The Evangelical Fellowship of Canada (EFC) does not generally engage in the number crunching of the government budget process. Biblical principles inform us, and the EFC’s Centre for Faith and Public Life applies those principles to concepts for public policy initiatives that we believe to be of benefit to the nation. Canada is facing the dual challenge of being recognized by other governments as a leader in the midst of a worldwide economic crisis and maintaining the strong foundation that underlies that leadership through sound governance of the economy at home. Canada’s ability to lead on the international stage is dependent upon, and cannot take away from, consideration of the people and principles that have landed the nation in that leadership role. For that reason, the EFC decided to make a submission in the federal pre-budget consultation process – based on principles rather than numerical recommendations – and we have been invited to appear before the House of Commons Standing Committee on Finance to engage further in the conversation.

As the Government of Canada seeks to set a course for the future through the priorities of the 2012 federal budget, the EFC has urged the Government to consider and address three key building blocks of our nation: families; compassion; and, charities. The stability of Canadian families underlies and evidences the stability of the nation. Our long history of compassion toward the less fortunate, at home and abroad, testifies to the heart of the Canadian people. Canadian charities have been significant in the development of Canada’s health, education and compassionate response mechanisms and continue to be vital to the life of Canadians and Canadians’ expression of compassion toward those in need. We will briefly consider each of the three – families, compassion and charities – in a series of blogs beginning with this one: FAMILIES.

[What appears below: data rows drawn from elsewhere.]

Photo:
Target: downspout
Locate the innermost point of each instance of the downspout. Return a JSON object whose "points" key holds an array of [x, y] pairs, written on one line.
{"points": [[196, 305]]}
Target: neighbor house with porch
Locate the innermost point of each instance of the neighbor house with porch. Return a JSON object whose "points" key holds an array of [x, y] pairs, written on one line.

The Bible teaches that the family is to provide physical, emotional and spiritual care for its members as it prepares them to serve God, other persons (including civic responsibilities in municipality, province and nation), and creation. In this way, the family is a microcosm of a healthy society. Families have been and remain the cornerstone of any successful nation, but even a rock can be eroded and lose its structural integrity. As every Canadian knows, given time salt can be as destructive as a sledgehammer.

Canadian families are facing mounting challenges in the early twenty-first century, including the fiscal realities of a challenging economy. We know that the primary stressor on marriage, and by extension the family, is money. Many Canadian families have experienced increasing expenses while either having wages frozen or salary increases that don’t keep up with inflation. Progressively eroding the family budget have been: increases in municipal, provincial and federal taxes and premiums; rising costs of housing and associated expenses such as electricity, telephone service and internet access; and, the realities of climbing prices for food, gasoline and other staples.

The Conservative Party of Canada’s campaign platform from the 2011 federal election proposed the “Family Tax Cut” as a form of household income splitting that will be available when the federal budget is balanced. Current tax laws penalize single income families – the very ones who often struggle the most financially – by requiring them to pay up to 37% more than dual income families earning the same amount (see “Taxing Families: Does The System Need an Overhaul?”, The IMFC Review, Spring/Summer 2008). However, Canadian families are facing pressure today and balancing the budget is an aim for 2014-15 and goal for either 2015-16 or 2016-17, depending on cost savings that can be found in the interim.

Canadian families need the relief today. The EFC has encouraged the government to take this initiative immediately and to give serious consideration to expanding the initiative to a full family household income splitting initiative as supported in the analysis of Jack Mintz, summarized in “Taxing Families”:

Canada has an ambiguous approach to family taxation and no clear application of principle has evolved over time. This has resulted in inequitable tax treatment for families with the same earning power. Raised 40 years ago by the famous 1966 Carter Report, which argued for equal treatment for families, still today, a single-earner family pays much more tax than two-earner families. This is an issue that should be corrected, and this can best be achieved by providing opportunities for families to split in­come more readily.

Government has been, but should not be the beneficiary of fiscal imbalance in household income earners. Income splitting ought to be available to all Canadian families – dual income and single income, those with children (or other dependants) and those without – as a measure of economic fairness. In the current economy, it will also help many who have seen their wages stagnate and then experience erosion by inflation. It could well keep several families from being forced to remove their children from after school activities, such as sports and arts programs; finding themselves unable to keep their homes; or slipping into the ranks of Canada’s working poor, lining up at food banks and soup kitchens to make ends meet.

Keeping Canada’s families strong financially will keep Canada strong. Community, school and church have our parts to play in securing the strength of Canadian families. We call upon the Government of Canada to do its part as well. The economic health of the nation depends on it.